Newtongrange


Midlothian

The Pit Winding Wheel has become public art, Main Street, Newtongrange
©2022 Gazetteer for Scotland

The Pit Winding Wheel has become public art, Main Street, Newtongrange

A former mining village in E Midlothian, Newtongrange lies to the east of the River South Esk, 3 miles (5 km) south of Dalkeith. It was developed as a colliery village by the Marquess of Lothian from the 1830s and by the 1890s had become Scotland's largest mining settlement following the sinking of the Lady Victoria Colliery with a shaft of over 530m (1738 feet), the deepest mine in Scotland at the time. The Lady Vic employed 1765 men underground by 1953. The village was also the site of the Lingerwood Colliery, which pre-dated the Lady Vic, and comprised two shafts of 253m (830 feet) and 266m (872 feet) respectively. It employed 770 men at its peak. The two mines were linked below ground and shared overground facilities. Closed in 1981, the principal Lady Victoria Colliery buildings have been preserved and now house the National Mining Museum Scotland.

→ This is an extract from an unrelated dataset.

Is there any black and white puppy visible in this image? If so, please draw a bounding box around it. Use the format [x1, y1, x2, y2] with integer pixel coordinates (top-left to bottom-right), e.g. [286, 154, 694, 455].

Newtongrange was laid out in a formal pattern with brick-built houses in parallel streets named First Street to Tenth Street respectively. The housing was segregated by rank within the pit, with simple dwellings centrally-located for the miners themselves, better homes for overseers while managers enjoyed grander residences on the edge of the village. The miners were subject to a series of rules both at home and at work, with the notorious general manager, Mungo Mackay, running both pit and village ruthlessly between 1900 and 1939.

The village regained its railway station in 2015 on the new Borders Railway, its original station having closed with the rest of the Waverley Line in 1969. The ruined 12th-century Cockpen Old Parish Church and 15th-century Dalhousie Castle are located to the southwest.